I think most people in general are experiencing Zoom fatigue, whether it’s for meetings with clients or meetings with staff while working from home. We miss the face to face interaction and personal connections. I feel I am working more than ever to maintain contact with everyone, spending most of the (8-5 part of the) day trying to get to what I love to do the most—design! We are being productive, but I do thrive in charette type environments which is what makes DMAC a real studio environment. I feel that over-the-phone or video conferencing causes us to lose something in the process. Maybe it’s because we have a great team and incredible clients and I just miss seeing them?
Have you found anything surprising about the new way your team is working?
The team is adjusting well to the new circumstances, but I think the WFH dynamic is also proving difficult to juggle with young kids, calls, and producing documents, drawings and presentation materials. I think a lot of the staff are putting in long hours—as I answer this at 10:45 pm, I see at least two screens moving as people are on VPN from home for a deliverable we promised to get out today. I expect to send it out minutes before midnight!
Are you able to share where you’re at with your projects?
We have several projects on hold and others on accelerated schedules. Pre-COVID-19 we were working on five Midtown Athletic Clubs around the country, three on the boards and two under construction. We are accelerating the construction of the two, as it’s a great opportunity to take advantage of now empty clubs, and we have recently restarted one of the remaining three that was on hold. These are uncertain times for many of our club, restaurant, and casino clients, but we are also supporting them in preparing action plans for reopening. We are starting and continuing to work on branding for several large corporate clients for roll outs that may not begin for several years.
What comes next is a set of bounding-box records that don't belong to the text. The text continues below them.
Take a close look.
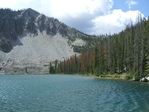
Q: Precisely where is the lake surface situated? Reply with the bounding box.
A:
[0,75,149,112]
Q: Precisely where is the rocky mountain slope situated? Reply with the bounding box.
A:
[0,8,96,74]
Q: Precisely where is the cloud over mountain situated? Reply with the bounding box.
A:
[0,0,143,35]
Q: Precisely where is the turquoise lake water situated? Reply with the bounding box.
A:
[0,75,149,112]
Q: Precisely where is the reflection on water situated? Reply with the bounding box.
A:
[0,75,149,112]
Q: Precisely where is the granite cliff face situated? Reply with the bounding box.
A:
[0,8,95,74]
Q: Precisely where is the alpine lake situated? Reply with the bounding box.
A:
[0,75,149,112]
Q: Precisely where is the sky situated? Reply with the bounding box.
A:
[0,0,149,35]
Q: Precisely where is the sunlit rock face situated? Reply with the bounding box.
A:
[0,8,89,74]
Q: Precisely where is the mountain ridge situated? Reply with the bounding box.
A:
[0,8,96,73]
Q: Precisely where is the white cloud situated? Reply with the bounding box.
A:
[126,0,138,9]
[91,9,144,34]
[0,0,145,34]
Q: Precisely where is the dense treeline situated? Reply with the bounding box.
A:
[50,17,149,76]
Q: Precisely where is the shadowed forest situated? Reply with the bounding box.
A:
[49,17,149,77]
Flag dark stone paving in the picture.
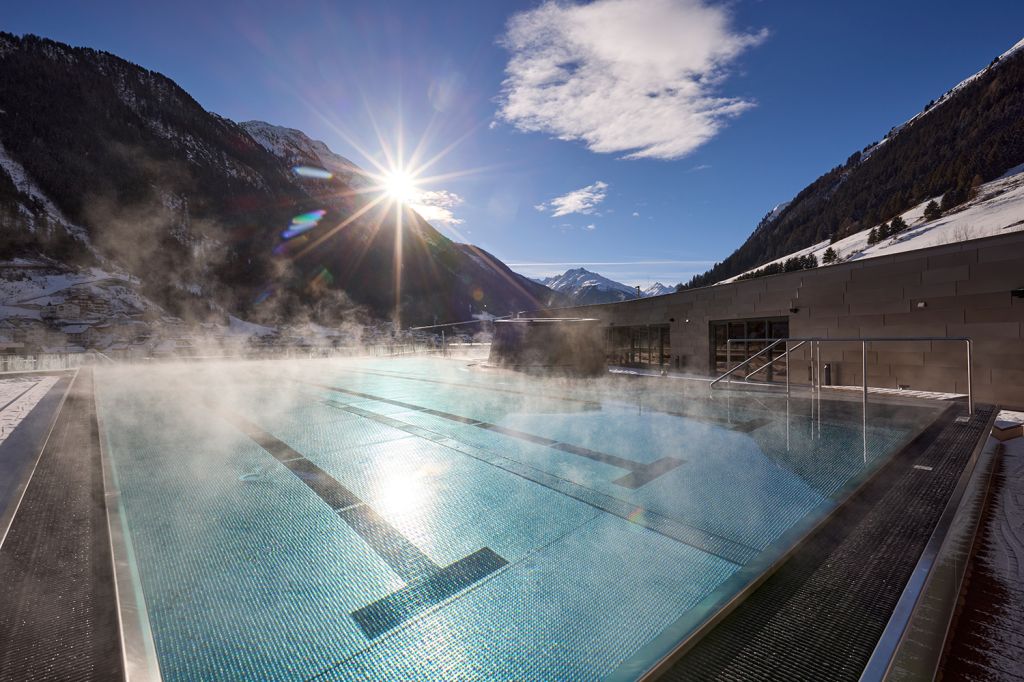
[663,407,992,682]
[939,437,1024,682]
[0,369,123,682]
How do you think the hospitality industry, and designing for it, will adapt going forward?
I think hospitality, although hit maybe harder than anyone during this time, will be more nimble going forward. New business models that were born of this pandemic may change how we design restaurants and hotel spaces. How will we respond to social spaces, interact with staff, and order food—dine in and takeout? We are constantly discussing, what are the aesthetics of separation? Moving forward, spaces will be designed to still be immersive and social, bringing people together, while keeping people far enough apart to feel safe.
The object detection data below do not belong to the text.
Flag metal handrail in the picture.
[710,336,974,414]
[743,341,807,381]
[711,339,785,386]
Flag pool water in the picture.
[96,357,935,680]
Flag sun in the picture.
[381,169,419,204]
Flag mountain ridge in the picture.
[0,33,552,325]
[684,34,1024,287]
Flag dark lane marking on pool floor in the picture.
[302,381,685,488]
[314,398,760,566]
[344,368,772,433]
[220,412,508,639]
What opportunities do you think could come?
Hospitality is all about the experience. That is still key to getting people off their couches and into restaurants, hotels, airplanes. What the pandemic has taught us is that design is more important than ever to highly curate how people enter, move through, and interact with the space that feels effortless, memorable, and safe. Restaurants could be designed with greater flexibility to partition space for private groups. Where entertainment meets F&B, like casinos, some of the F&B real estate like buffets will likely be given over to the gaming floor for greater social distance, yet would have personal tableside service. In my experience, challenges like COVID are always unique opportunities to be creative.
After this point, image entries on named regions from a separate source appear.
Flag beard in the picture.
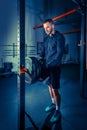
[46,28,53,35]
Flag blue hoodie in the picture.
[40,31,65,67]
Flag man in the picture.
[41,19,65,123]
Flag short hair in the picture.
[43,19,54,24]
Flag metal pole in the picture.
[17,0,25,130]
[80,0,86,97]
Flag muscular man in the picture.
[41,19,65,123]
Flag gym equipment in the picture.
[33,8,80,29]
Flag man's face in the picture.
[43,22,54,35]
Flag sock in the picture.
[51,98,55,104]
[56,105,60,110]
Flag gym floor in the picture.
[0,64,87,130]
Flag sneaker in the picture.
[45,103,56,112]
[50,110,61,123]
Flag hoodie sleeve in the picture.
[48,34,65,66]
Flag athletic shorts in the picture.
[40,67,61,89]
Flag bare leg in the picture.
[48,85,54,98]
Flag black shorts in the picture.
[40,67,61,89]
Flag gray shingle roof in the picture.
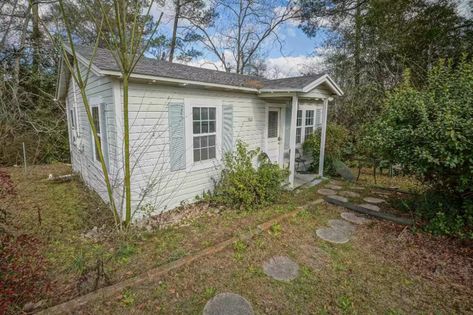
[256,73,325,90]
[75,46,323,90]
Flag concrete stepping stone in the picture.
[338,190,360,198]
[329,179,344,186]
[371,190,391,198]
[317,188,337,196]
[350,186,365,190]
[297,242,330,270]
[315,227,350,244]
[359,203,380,211]
[203,293,254,315]
[340,212,371,224]
[363,197,386,203]
[328,219,355,235]
[329,195,348,202]
[325,184,342,190]
[263,256,299,282]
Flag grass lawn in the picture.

How have you personally been adapting to life and work? Any new or unexpected discoveries, hobbies, time-fillers, or TV shows?
Right now, I’m working more than ever to keep the office moving forward. Still, I recently managed to watch The Last Dance series on ESPN. I was living and working in Chicago when Michael Jordan and the Chicago Bulls team took six championships. It was an amazing thing to be part of. Who knew that years later I would meet the legend himself and design two of Michael Jordan’s restaurants!